The most widely used surgical procedures for breast cancer patients Modified Radical Mastectomies are designed to remove the breast, the areola, the nipple, multiple large tumors underneath the nipples, and lymphatic tissues in the armpits leaving the pectoralis major muscle in the chest intact, a soft tissue covering for the chest wall, and an option for later reconstructive surgery of the affected breast.

Halsted Mastectomies:

Generally reserved for the most advanced breast cancer cases that invade the muscle wall under the breast tissues Halsted Mastectomies remove the entire breast, pectoralis major and minor muscles, axillary lymph nodes, all breast tissues, and the clavi-pectoral fascia. These Radical Mastectomies are the most disfiguring form of all mastectomies and leave upper limb weaknesses, six to eight inch scars, and the possible need for plasma volume expanders to help reduce arm edema.

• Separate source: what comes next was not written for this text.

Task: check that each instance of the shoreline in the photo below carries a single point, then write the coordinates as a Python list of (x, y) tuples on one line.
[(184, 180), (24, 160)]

Skin-Sparing Mastectomies:

Designed to save as much of the skin as possible and remove cancerous breast tissues through a small incision around the nipple’s areola area, removing the breast, areola, breast tissues, and nipple, Skin-Sparing Mastectomies provide the best reconstructive surgery options for cancer patients but may not be performed if the patient choses not to have immediate breast reconstruction or if the tumor cells are close to the skin.

Nipple-Sparing Mastectomies:

A viable procedure for some women with small tumors Nipple-Sparing Mastectomies hollow out the nipple area of the breast so tissues can be examined for cancer then immediately reconstructed back to the breast skin, however, the procedure is not available for women with large tumors, women who have tumors not located close to the nipple, women who have cancer in more than one quadrant of the breast, and patients with extensive lymph node involvment. Nipple-Sparing Mastectomies typically result in several complications including providing oxygen to the breast skin, providing blood supplies to the nipple and areola, little or no nipple sensations, and nipple and areola tissue deaths.